那一缕白丝,是何种境地而生。
―题记。
铜镜,苍凉憔悴,点点斑斓,上眉间。阑珊的思绪,乱飞在南国的叶子,是一叶飞舞而知天下秋吗?是我一人情伤而明万人苦吗?非…非…非…
世间之人,都是险恶的,然,都是最可怕的,好比狐狸的滑。为他人而活的期间,人累,心累,思维更累。不知是好或怀,是人类的弱点,何时,才遗失。
那血染的江山,如画般被勾勒,于夜朗星稀下,仿若看见那狼烟雾起,那般的清晰。一场场的人肉博杀,一声声撕心裂的叫喊,望进未来,黄土愿埋白骨,可有多少人可否记得往日的欢颜,可还记得吟诗畅饮的瞬间,红尘迷离,却在生死瞬间,拼凑往事的画面…然若这样,我将会忆起素面朝天的日子。

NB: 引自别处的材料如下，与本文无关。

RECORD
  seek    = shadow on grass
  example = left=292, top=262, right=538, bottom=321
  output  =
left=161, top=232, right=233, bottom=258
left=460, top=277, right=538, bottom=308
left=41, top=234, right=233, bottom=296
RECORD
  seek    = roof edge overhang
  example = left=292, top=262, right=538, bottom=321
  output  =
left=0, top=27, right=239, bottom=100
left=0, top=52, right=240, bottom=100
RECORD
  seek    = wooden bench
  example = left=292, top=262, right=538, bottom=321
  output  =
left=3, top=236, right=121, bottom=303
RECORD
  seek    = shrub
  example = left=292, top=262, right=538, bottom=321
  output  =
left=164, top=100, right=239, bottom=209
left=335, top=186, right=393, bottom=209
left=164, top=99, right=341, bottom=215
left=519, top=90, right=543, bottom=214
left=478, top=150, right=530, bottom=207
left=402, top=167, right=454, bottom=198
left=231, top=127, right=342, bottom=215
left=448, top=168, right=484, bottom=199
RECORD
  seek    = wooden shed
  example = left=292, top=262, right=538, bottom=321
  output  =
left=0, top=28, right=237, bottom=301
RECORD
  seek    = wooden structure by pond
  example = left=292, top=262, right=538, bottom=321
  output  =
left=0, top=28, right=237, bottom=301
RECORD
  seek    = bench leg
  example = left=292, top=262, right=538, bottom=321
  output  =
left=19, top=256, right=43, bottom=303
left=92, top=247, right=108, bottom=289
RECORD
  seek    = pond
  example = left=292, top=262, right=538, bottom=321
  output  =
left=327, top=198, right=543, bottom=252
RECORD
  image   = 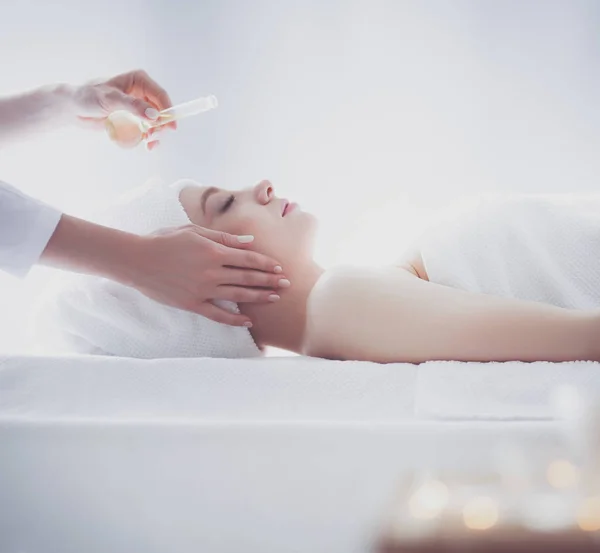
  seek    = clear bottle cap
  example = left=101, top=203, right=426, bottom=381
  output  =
left=105, top=94, right=218, bottom=148
left=153, top=95, right=218, bottom=127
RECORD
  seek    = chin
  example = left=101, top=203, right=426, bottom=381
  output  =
left=297, top=212, right=319, bottom=255
left=298, top=209, right=318, bottom=231
left=295, top=210, right=318, bottom=236
left=273, top=212, right=318, bottom=259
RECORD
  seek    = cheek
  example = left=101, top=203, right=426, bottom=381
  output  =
left=213, top=211, right=266, bottom=237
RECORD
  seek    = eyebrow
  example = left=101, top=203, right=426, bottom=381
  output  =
left=200, top=187, right=219, bottom=215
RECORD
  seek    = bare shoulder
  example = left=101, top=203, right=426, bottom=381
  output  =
left=302, top=265, right=420, bottom=360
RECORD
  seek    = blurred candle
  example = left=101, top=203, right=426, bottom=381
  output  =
left=462, top=496, right=499, bottom=530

咻的回头,瞥见时光之足那远去,远去的身影,却怎么也拼凑不了逝去的容颜。像那秋水一断时,可否模糊我的记忆,也宫断所有的一切吗?
夜起,有风,半夜惊醒,蒽…每夜都有甜美的梦出现,几乎分不清那些是真哪有是假?虚实,虚实,都让我有些心痛。甜得要死,便让我莫名的恐慌,明知这是假的,可还是义无反顾的相信这一切!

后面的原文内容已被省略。